Great. Thank you. I look forward to seeing that data.
Thank you.
Thank you. I'm showing no further questions in the queue. I would now like to turn the call back over to management for closing remarks.
Thank you. So thanks for joining us today. As we shared our second quarter highlights, I believe the progress that we've made in this quarter is really a result of the dedication of our people. And while the pandemic is ongoing, I really am continually impressed by the development team that has made substantial progress across the full pipeline. And we're excited to continue this year, these updates with you as they become available.

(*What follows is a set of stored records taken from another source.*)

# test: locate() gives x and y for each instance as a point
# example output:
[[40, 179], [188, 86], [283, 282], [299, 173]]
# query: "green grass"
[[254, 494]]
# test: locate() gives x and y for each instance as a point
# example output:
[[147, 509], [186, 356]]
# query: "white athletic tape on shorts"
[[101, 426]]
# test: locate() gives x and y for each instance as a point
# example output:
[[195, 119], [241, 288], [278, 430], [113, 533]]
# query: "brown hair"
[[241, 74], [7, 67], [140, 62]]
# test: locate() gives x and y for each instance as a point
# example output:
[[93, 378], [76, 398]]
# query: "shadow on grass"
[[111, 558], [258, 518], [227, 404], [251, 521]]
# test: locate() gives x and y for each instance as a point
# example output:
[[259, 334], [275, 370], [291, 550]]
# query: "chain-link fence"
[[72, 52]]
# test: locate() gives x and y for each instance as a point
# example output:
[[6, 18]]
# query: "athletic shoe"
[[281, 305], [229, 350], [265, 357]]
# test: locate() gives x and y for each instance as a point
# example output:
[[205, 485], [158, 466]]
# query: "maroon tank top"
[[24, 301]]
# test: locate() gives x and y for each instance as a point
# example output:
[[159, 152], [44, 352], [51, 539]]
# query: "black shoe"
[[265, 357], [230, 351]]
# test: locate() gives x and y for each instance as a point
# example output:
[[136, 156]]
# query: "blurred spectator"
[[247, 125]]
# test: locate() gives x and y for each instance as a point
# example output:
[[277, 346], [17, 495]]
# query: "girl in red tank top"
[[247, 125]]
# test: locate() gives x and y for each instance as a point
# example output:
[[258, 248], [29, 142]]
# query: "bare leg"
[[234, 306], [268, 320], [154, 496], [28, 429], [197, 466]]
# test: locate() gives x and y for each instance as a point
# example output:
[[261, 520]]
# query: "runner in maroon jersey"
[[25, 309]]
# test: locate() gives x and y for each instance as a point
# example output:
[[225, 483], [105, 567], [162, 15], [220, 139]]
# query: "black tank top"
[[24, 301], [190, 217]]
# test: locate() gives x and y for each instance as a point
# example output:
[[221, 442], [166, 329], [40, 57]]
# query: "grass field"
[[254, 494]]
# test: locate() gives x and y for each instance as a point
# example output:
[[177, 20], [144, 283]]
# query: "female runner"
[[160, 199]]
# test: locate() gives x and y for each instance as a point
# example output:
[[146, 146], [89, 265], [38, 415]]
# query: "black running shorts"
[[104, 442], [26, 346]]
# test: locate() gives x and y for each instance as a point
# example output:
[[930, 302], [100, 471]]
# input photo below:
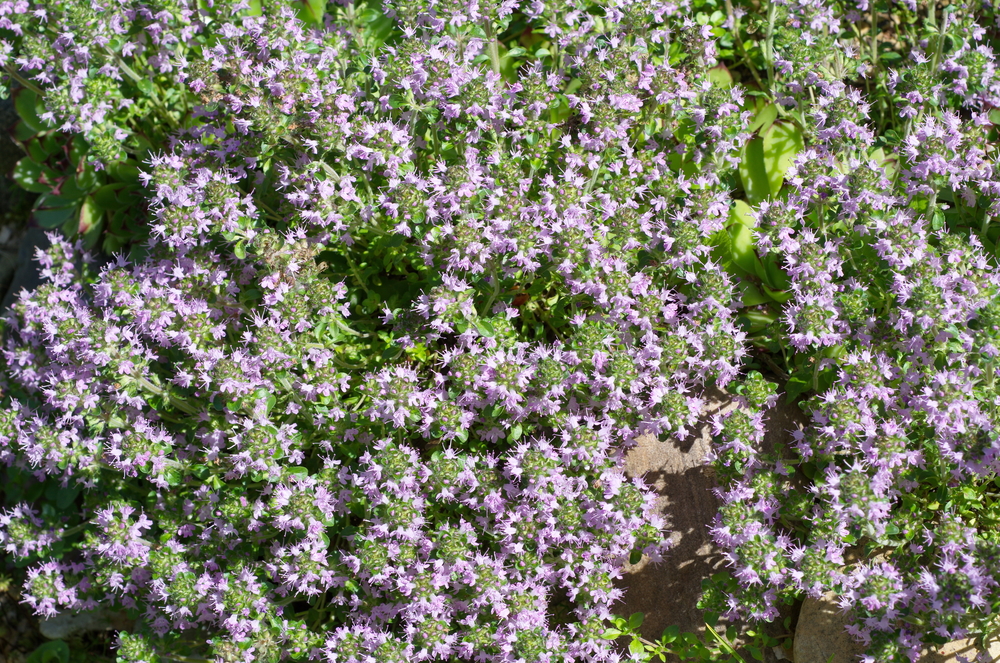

Also the in addition to that, I think the perseverance and execution of the global commercial team has resulted in PTC raising our 2021 revenue guidance for the DMV franchise. And we look forward to the continued -- continued execution of this in the second half of this year.
So thanks for joining and look forward to talking to you also.
Ladies and gentlemen, this concludes today's conference call. Thank you for your participation. You may now disconnect.